Как вспоминает Шейн, когда DEC стала более децентрализованной, одна и та же культура продолжала создавать инновационную продукцию и в то же время оказывалась источником значительных внутренних разногласий:
Группы сотрудников обвиняли друг друга во лжи, обмане и неправильном использовании ресурсов. Они перестали работать сообща. Ни у кого не хватило сил свести все в последовательную стратегию ‹…› Ни мощные идеи, ни формальная иерархия не работали достаточно хорошо для возникновения консенсуса, чтобы распределить ресурсы и энергию для быстрого урегулирования. Организация должна была его обеспечить, чтобы не отставать от изменений, происходящих на рынке и в технологиях. К тому времени стиль СЕО Олсена поменялся на более проповеднический, отдельные группы стали слишком независимыми, начинали игнорировать то, что считал нужным Олсен, и воевали между собой. Культура разграничения полномочий была еще жива, но ее негативные последствия для бизнес-идентичности компании становились все очевиднее[286].
От децентрализации к сетевым отношениям
Когда компания переходит от децентрализованной структуры (поле 2) к сетевой структуре (поле 3), согласование происходит путем взаимной адаптации в рамках сетевых взаимоотношений. Минцберг называет этот результат адхократией[287],[288]. В отличие от структур типа иерархии и конкуренции, взаимная адаптация гораздо больше зависит от качества отношений между ключевыми игроками. Соответственно, если организация движется в сторону координирования, качество словесного общения становится важным фактором.
При переходе от централизованной к децентрализованной, а затем и к сетевой структуре организации источник власти перемещается от центра организации (поддержка иерархии) к периферии (успех на рынке) и затем к сетевому типу отношений (создание сетевых взаимоотношений и мобилизация). Сетевые взаимоотношения часто выполняют дополнительные функции координирования, которые два других типа структур (иерархия, конкуренция) не в состоянии выполнять. Культивирование мероприятий для создания и укрепления деловых связей, таких как профессиональные сообщества[289] и DECworld[290], может быть примером содействия развитию сетевых сообществ, взаимосвязанных за пределами институционных границ.
Как правило, чем более наукоемка организация или отрасль и чем важнее вопросы, попадающие в слепое пятно между организационными единицами, тем скорее возникнет тенденция полагаться на этот третий тип полевой структуры организации.
Интересно, что этот механизм – взаимная адаптация – использовался первым составом создателей культуры успеха компании DEC. Однако когда организация выросла, дух сотрудничества остался лишь внутри отдельных групп и подразделений, в то время как отношения между ними ухудшились.
Но почему?
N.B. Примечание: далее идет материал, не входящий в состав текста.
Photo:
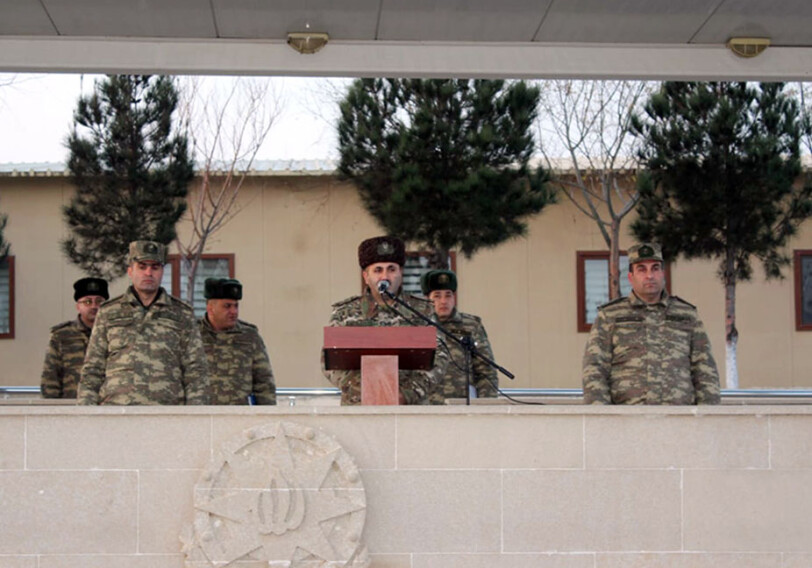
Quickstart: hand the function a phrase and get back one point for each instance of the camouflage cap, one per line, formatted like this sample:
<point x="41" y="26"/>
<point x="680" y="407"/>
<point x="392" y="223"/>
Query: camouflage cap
<point x="223" y="289"/>
<point x="438" y="280"/>
<point x="381" y="249"/>
<point x="147" y="250"/>
<point x="645" y="251"/>
<point x="90" y="287"/>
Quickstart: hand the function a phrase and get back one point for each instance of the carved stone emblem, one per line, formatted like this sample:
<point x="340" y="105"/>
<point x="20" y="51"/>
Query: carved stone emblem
<point x="281" y="495"/>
Что позволило создателям зародить и взрастить культуру созидания, в то время как те же культурные ДНК на следующем этапе не смогли распространить и поддержать эту модель поведения на уровне крупных систем?
В отчете об истории компании DEC Шейн рассказывает, как основная управляющая группа, комитет по операциям, успешно использовала три механизма для проведения эффективных встреч и принятия решений: 1) предварительно согласованную повестку дня, 2) освещение различных интересов и взглядов и проведение дискуссий (поощряя высказывание и открытое отстаивание разных точек зрения) и 3) поддержка со стороны СЕО. Олсен внимательно выслушивал все аргументы за и против, взвешивал, но напрямую не привязывал свое мнение ни к одной из позиций, обсуждаемых членами комитета. Однако он, несомненно, влиял на итог. Таким образом, он постепенно создал культуру, внутри которой люди начали доверять коллективному процессу обсуждения, а не ждать указаний от СЕО. Этот тип поддержки воплощает лучшее в научной культуре: решения, принятые с учетом всех данных.
Однако, несмотря на четкие согласованные повестки дня и частые энергичные дебаты, важным недостающим звеном на более высоком системном уровне оказалась роль внимательного слушателя и наблюдателя. Как же та функция, которую Олсен (и отчасти Шейн) выполнял в комитете по операциям на пике успеха компании, способствовала успеху на макроуровне координирования? Что могло открыть глаза коллективному наблюдателю?
Видимо, это диалог. Он начинается в умении активировать внутреннее зрение, способности системы увидеть себя. Как отметил Шейн, «вдумчивый диалог потребовал бы совместной работы всего комитета по операциям, но мне так и не довелось увидеть, чтобы они этого достигли»[291]. Культура комитета по операциям была, по сути, культурой небольшой группы (благодаря наличию поддерживающей среды) и не проникла во всю организацию (не имевшую такой среды). Когда компания столкнулась с проблемами, требовавшими коллективного ответа (на уровне поля 3 или 4), она продолжала применять модель поведения поля 2 (дебаты) и в итоге зашла в тупик.
От сетевых взаимоотношений к экосистеме
При переходе с 3-го типа координации поля на 4-й меняется механизм – с взаимной адаптации благодаря сетевым связям на видение с позиции зарождающегося целого. Четвертый тип координации называется «инновационная экосистема». Чтобы настроиться на новую развивающуюся область возможностей, организация должна выйти за свои пределы и системно настроиться на соответствующие возникающие контексты, которые могут быть выявлены только в коллективном контексте более крупной экосистемы.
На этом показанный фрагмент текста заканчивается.